I am working with the following URL: http://www.espn.com/blog/stephania-bell/post/_/id/3563/key-fantasy-football-injury-updates-for-week-4-2
I am trying to extract the name of the blog as (stephania-bell).
I have implemented following function to extract the expected value from URL:
def getBlogName( def decodeUrl )
{
def urlParams = this.paramsParser.parseURIToMap( URI.create( decodeUrl ) )
def temp = decodeUrl.replace( "http://www.espn.com", "" )
.replaceAll( "(/_/|\\?).*", "" )
.replace( "/index", "" )
.replace( "/insider", "" )
.replace( "/post", "" )
.replace( "/tag", "" )
.replace( "/category", "" )
.replace( "/", "" )
.replace( "/blog/", "" )
def blogName = temp.replace( "/", "" )
return blogName
}
However I am missing something and the value it returns is blogstephania-bell
. Could you please help me understanding what I am missing in the function implementation?

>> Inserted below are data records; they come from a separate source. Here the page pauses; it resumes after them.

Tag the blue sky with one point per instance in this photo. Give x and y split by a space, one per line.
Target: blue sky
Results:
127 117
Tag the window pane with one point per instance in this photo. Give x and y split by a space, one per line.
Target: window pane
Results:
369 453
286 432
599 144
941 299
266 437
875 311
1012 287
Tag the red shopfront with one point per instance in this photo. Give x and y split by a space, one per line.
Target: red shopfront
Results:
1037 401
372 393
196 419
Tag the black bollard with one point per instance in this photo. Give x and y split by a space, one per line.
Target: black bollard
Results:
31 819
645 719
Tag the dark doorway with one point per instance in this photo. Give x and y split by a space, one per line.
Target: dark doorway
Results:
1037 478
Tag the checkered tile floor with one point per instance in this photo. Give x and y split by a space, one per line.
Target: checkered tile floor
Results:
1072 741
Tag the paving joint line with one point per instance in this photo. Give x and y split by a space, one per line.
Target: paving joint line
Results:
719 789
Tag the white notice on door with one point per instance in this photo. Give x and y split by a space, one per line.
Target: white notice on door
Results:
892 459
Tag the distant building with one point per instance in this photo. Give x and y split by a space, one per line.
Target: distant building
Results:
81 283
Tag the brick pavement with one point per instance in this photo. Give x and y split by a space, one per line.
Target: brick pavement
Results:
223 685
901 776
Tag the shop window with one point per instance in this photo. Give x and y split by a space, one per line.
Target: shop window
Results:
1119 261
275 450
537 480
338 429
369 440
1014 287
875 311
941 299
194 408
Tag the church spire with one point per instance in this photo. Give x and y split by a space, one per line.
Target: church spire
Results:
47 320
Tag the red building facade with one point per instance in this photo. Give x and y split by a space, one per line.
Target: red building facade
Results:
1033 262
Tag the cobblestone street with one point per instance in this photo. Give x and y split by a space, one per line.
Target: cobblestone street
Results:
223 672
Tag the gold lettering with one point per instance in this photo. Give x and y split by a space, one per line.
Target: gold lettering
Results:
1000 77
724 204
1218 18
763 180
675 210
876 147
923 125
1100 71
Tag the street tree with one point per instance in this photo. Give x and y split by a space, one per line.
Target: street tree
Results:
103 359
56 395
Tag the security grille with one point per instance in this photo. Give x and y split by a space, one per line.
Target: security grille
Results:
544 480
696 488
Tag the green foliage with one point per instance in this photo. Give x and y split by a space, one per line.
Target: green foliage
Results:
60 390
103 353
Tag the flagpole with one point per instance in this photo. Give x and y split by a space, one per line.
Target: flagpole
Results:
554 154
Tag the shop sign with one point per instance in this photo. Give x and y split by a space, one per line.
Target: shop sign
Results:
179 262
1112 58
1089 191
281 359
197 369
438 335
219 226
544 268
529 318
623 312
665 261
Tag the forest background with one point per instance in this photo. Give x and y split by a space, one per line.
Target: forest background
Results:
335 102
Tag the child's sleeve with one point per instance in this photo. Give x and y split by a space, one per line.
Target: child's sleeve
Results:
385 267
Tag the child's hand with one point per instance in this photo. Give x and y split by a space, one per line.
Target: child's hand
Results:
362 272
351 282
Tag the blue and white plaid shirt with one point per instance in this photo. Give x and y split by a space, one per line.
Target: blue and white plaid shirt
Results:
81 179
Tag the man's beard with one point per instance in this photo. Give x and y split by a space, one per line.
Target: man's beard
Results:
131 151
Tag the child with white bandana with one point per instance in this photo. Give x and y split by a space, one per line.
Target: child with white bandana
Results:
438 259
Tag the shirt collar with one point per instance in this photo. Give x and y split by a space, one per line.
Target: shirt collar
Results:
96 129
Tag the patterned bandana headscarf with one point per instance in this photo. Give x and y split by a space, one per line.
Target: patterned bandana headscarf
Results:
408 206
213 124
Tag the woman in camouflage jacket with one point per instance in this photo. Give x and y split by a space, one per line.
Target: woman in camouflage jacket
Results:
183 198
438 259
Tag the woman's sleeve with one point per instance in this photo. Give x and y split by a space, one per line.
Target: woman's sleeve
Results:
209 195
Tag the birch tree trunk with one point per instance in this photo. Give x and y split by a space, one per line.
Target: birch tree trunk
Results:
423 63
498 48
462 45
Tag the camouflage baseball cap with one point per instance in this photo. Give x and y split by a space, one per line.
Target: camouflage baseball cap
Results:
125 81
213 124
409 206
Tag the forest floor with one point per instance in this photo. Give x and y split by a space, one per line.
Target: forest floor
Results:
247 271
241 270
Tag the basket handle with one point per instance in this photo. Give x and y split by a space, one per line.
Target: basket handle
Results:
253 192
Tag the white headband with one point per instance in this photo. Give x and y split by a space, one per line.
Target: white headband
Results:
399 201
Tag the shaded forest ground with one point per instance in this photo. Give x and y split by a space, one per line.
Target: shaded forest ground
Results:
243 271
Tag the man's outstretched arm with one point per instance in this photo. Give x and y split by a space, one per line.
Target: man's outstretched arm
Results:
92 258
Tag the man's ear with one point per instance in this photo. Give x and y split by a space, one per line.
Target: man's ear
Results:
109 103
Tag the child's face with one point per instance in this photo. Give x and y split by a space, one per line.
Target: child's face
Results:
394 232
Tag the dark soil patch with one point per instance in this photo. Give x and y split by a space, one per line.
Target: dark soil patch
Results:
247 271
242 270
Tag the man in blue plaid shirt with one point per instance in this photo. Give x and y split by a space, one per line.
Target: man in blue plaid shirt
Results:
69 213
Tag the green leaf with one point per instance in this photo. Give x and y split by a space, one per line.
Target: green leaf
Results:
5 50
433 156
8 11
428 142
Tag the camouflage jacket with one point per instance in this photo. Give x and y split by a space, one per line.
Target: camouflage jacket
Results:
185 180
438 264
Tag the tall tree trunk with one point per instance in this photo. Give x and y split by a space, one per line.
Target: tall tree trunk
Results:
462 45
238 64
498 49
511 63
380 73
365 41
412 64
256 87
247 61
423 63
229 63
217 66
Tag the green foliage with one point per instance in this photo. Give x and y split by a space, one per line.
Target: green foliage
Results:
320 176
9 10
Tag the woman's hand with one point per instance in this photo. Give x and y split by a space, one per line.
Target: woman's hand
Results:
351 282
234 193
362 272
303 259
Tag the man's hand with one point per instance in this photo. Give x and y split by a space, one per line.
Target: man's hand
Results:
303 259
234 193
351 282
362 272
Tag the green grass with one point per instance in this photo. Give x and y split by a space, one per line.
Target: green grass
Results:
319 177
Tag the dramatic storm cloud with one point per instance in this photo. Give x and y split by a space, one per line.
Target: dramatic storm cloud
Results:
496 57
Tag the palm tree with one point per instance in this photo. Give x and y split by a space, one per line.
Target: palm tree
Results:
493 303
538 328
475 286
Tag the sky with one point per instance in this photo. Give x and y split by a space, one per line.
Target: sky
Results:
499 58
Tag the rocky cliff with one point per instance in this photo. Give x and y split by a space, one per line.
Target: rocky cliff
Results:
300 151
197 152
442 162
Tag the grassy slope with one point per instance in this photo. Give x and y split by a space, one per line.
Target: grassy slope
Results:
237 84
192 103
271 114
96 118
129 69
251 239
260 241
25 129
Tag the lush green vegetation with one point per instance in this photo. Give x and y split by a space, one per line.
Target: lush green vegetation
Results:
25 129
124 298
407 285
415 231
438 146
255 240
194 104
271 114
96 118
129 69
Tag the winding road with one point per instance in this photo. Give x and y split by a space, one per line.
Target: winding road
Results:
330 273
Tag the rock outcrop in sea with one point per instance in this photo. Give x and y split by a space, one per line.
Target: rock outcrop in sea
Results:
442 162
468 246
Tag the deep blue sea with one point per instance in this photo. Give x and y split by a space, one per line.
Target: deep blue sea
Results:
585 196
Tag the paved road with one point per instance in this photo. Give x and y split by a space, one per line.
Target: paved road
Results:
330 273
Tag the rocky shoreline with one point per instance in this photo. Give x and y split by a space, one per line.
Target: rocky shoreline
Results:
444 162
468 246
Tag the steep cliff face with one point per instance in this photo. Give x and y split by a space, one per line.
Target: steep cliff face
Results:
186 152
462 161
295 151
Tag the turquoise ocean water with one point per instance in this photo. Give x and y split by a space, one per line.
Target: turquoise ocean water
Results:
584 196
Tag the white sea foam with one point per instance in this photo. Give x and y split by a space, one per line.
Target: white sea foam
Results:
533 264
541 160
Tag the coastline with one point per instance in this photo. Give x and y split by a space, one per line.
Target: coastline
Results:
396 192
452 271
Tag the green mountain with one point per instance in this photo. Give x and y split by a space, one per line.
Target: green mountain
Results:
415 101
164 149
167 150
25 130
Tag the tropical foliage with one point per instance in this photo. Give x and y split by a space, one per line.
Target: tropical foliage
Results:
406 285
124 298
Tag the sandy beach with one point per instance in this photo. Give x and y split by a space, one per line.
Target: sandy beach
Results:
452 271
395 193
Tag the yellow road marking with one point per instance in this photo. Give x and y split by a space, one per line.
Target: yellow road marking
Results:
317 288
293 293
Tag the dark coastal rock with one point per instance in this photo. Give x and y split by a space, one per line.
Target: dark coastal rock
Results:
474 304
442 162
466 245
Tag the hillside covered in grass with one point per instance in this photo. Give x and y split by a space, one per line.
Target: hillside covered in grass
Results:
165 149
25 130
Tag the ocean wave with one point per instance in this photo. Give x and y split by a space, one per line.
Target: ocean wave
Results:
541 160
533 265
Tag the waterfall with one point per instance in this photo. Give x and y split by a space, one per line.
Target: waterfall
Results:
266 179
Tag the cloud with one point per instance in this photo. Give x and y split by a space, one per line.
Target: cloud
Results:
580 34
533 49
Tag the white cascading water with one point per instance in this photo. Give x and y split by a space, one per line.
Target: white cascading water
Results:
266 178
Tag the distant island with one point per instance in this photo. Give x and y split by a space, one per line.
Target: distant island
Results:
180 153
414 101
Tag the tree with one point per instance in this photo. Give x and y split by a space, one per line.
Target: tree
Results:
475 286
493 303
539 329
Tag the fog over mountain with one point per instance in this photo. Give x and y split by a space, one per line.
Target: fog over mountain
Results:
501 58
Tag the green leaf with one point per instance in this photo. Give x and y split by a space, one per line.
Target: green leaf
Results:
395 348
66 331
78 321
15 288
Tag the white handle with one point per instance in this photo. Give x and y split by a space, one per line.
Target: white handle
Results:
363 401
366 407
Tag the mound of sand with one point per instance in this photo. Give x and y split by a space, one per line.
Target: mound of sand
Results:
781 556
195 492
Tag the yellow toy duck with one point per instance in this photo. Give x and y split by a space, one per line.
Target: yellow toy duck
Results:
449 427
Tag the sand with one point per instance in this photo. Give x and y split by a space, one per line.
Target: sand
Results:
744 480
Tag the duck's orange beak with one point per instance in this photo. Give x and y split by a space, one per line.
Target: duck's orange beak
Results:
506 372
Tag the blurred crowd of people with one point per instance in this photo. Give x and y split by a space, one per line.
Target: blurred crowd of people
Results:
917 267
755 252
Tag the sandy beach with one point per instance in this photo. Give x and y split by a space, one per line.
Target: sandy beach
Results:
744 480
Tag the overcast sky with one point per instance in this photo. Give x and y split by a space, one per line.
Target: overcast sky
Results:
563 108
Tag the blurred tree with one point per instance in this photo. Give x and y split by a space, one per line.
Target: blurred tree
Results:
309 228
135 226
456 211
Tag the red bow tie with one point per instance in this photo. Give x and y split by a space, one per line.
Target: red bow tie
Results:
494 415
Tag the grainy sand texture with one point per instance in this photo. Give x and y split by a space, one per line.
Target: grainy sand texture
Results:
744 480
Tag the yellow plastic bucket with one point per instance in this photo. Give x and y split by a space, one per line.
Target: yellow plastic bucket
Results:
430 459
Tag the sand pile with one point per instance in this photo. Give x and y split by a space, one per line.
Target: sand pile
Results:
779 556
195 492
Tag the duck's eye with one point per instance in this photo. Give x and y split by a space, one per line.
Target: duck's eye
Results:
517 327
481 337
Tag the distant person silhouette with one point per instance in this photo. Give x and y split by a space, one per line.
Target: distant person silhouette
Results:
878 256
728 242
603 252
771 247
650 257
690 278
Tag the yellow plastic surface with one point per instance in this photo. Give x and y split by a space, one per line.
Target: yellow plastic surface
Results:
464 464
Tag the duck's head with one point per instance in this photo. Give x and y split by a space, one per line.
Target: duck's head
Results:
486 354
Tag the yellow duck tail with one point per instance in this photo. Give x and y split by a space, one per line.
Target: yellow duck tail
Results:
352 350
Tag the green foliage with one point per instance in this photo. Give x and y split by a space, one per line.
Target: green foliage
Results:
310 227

Or maybe there is a better way of doing the same thing?
This kind of job can be easily handled by regular expression. If we want to extract URL part between http://www.espn.com/blog/
and the next /
then following code will do the trick:
import java.util.regex.Pattern
def url = 'http://www.espn.com/blog/stephania-bell/post/_/id/3563/key-fantasy-football-injury-updates-for-week-4-2'
def pattern = Pattern.compile('^https?://www\\.espn\\.com/blog/([^/]+)/.*$')
def (_, blog) = (url =~ pattern)[0]
assert blog == 'stephania-bell'